You know perfectly well our colony can
only function properly with
active
participations by all female personnel. As soon as I stop being Astrogator, I
become a Land Surveyor.”
“I
didn’t think you’d become a Comedienne.” Anton pushed through into Chem,
catching hold of the mass spectrometer to look round the lab for any flasks of
acid poised to crash into the walls whenever acceleration surged. None were.

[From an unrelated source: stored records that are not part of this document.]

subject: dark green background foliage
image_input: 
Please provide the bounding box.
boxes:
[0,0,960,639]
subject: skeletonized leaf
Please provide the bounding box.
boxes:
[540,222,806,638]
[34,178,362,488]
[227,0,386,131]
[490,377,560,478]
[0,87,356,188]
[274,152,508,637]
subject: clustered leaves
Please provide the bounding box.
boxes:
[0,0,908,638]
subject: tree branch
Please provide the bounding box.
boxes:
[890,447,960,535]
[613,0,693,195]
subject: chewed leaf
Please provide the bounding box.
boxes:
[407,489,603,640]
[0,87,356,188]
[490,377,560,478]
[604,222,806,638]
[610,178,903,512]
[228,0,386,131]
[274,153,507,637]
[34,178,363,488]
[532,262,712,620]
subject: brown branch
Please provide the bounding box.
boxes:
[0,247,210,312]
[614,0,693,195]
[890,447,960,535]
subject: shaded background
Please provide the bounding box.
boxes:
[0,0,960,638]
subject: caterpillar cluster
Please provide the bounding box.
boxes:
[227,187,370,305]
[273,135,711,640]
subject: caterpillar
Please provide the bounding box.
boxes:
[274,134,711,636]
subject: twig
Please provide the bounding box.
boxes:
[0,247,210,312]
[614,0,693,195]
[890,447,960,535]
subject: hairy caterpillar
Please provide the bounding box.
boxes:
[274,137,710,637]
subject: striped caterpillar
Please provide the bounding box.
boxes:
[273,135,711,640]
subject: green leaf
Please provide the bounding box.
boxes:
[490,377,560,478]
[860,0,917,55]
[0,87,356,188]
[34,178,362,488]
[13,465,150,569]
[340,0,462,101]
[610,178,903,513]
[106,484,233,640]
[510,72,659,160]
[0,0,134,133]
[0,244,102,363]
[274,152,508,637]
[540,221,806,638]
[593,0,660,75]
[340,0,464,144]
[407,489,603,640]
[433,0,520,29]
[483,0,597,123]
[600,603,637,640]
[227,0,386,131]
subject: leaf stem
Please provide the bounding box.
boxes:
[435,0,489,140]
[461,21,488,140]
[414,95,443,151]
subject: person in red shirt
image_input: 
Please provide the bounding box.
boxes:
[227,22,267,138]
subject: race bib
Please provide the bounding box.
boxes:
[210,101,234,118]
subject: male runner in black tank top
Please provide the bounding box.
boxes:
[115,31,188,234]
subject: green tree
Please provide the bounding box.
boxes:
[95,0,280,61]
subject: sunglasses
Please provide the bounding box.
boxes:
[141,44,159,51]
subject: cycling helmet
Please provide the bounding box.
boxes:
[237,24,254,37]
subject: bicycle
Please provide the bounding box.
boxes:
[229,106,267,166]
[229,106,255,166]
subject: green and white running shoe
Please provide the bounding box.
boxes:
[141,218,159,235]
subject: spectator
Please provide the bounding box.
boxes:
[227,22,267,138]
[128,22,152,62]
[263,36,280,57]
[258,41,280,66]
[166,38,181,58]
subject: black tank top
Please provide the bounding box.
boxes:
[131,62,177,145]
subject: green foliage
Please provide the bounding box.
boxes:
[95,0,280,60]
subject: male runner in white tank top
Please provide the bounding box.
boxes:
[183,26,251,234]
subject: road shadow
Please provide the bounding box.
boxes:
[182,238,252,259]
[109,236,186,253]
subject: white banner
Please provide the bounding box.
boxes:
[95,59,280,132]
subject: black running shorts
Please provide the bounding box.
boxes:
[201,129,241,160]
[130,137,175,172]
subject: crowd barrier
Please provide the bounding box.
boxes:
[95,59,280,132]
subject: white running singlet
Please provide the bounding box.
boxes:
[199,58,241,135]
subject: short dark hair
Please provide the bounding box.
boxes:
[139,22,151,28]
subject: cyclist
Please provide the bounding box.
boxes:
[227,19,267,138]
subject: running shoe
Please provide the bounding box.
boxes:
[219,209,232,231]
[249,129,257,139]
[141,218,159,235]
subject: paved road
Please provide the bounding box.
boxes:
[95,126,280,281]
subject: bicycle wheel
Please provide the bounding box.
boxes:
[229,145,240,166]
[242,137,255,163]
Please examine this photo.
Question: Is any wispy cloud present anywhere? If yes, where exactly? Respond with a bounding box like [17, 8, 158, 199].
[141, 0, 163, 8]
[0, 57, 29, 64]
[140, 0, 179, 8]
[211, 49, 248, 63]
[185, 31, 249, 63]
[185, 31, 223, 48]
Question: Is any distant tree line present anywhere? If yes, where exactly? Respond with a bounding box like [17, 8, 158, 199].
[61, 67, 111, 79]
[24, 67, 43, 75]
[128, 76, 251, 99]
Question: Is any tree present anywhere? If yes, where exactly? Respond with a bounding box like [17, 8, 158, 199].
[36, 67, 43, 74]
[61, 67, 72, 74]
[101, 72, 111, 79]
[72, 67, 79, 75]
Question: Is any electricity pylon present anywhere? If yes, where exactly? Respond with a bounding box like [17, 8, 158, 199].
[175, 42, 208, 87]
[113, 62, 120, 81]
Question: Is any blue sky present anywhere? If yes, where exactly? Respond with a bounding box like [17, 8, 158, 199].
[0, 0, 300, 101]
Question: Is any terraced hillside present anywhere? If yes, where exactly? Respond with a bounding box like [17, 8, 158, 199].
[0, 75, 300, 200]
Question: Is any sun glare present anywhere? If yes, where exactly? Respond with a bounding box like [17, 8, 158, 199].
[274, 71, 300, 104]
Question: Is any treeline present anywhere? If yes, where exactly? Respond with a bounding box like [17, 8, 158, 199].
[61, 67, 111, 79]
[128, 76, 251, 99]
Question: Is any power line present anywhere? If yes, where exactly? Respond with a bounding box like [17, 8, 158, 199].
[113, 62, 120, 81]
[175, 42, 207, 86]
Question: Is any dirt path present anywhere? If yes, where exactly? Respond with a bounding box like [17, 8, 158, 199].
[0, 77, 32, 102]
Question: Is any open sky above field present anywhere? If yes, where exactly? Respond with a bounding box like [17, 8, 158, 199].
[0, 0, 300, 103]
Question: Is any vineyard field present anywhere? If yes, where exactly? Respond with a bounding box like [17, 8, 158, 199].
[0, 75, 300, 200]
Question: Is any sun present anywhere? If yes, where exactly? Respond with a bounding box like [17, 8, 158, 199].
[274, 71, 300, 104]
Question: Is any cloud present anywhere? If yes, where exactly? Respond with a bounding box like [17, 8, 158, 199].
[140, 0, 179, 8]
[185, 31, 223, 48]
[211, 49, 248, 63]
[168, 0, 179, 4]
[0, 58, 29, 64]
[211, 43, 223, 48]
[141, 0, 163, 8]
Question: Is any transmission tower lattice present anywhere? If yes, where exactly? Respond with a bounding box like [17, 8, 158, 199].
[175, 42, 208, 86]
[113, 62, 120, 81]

Three chemists in cream and blue tunics were buckled in their seats.
“Good,
good,” he said vaguely. Feeling vindicated, he thrust back through the hatch,
and deliberately bumped into Sonya. Gripping her momentarily, he whispered, “We
must preserve the gene for humour.
Other worlds, other
jokes!”
When
they arrived back in the control room, Yuri Valentin seemed to have satisfied
himself that the resonometer was working properly in full harmony with all his
other gauges: the temporal symptomometer, retardograph, horologe, horometer,
isocalendar and datalscope.
“Drive
and attitude jets primed for instant firing,” reported Anna, while Anton and
Sasha buckled themselves into their padded seats. Ideally, these jets shouldn’t
need to be fired instantly, but there was always a microscopic chance that the
ship might emerge from the Flux on collision course with something: an
asteroid, the photosphere of a sun, whatever.
“Okay,
Yuri, blow the horn.”
A
klaxon hooted through the ship half a dozen times.
“P.A.
system patched in to the Motherland?”
“Aye, aye.
Now.”
Anton
flicked on his chin-mike. “This is Commander Astrov of the Flux-ship
K. E. Tsiolkovsky
calling Earth.
Comrades, at your word we’re ready to proceed—out into the unknown cosmos.”
Crackle-crackle
. . .
Ground
Control in
Siberia
delivered a short, uplifting speech to
which Anton presently replied in kind, wishing that he could lift up a glass of
vodka to toast the mission. Who was the distillery specialist amongst the
colonists?
he
wondered.
“.
. . You may proceed at your discretion!”
Actually,
Ground Control had controlled nothing since the last supply ship left. Anton
flipped off his mike for a moment.
“You
know, folks, we’ve just become an independent state.” “An autonomous socialist
republic,” Sasha said sternly.
He
reactivated his mike. “This is your Commander speaking. Secure yourselves! We go
into the Flux in exactly five minutes from now. Our first time-jump will carry
us one hundred and fifty- seven light years. This should bring us to within
three light months of a target star which has already been verified from Earth
by telescope as ‘promising’. According to the scientists this jump should seem
quasi-instantaneous, which I gather is their way of saying that it might seem
to occupy several minutes. Once we emerge, remember that it’ll take us several
hours of work to confirm the presence of an Earth-type planet. And if there
isn’t one, off we’ll jump again. Let’s hope it’s ‘first time lucky’. Good luck
to us all!” And off with the mike.
“Right,
that’s that bit over.
Departure in four minutes, twenty
seconds.
Hit the button on my word, Anna.”
Anton
spent the remaining time softly whistling melodies from the
1812 Overture.
As it happened, when
departure time arrived he was in the middle of the Czarist national anthem.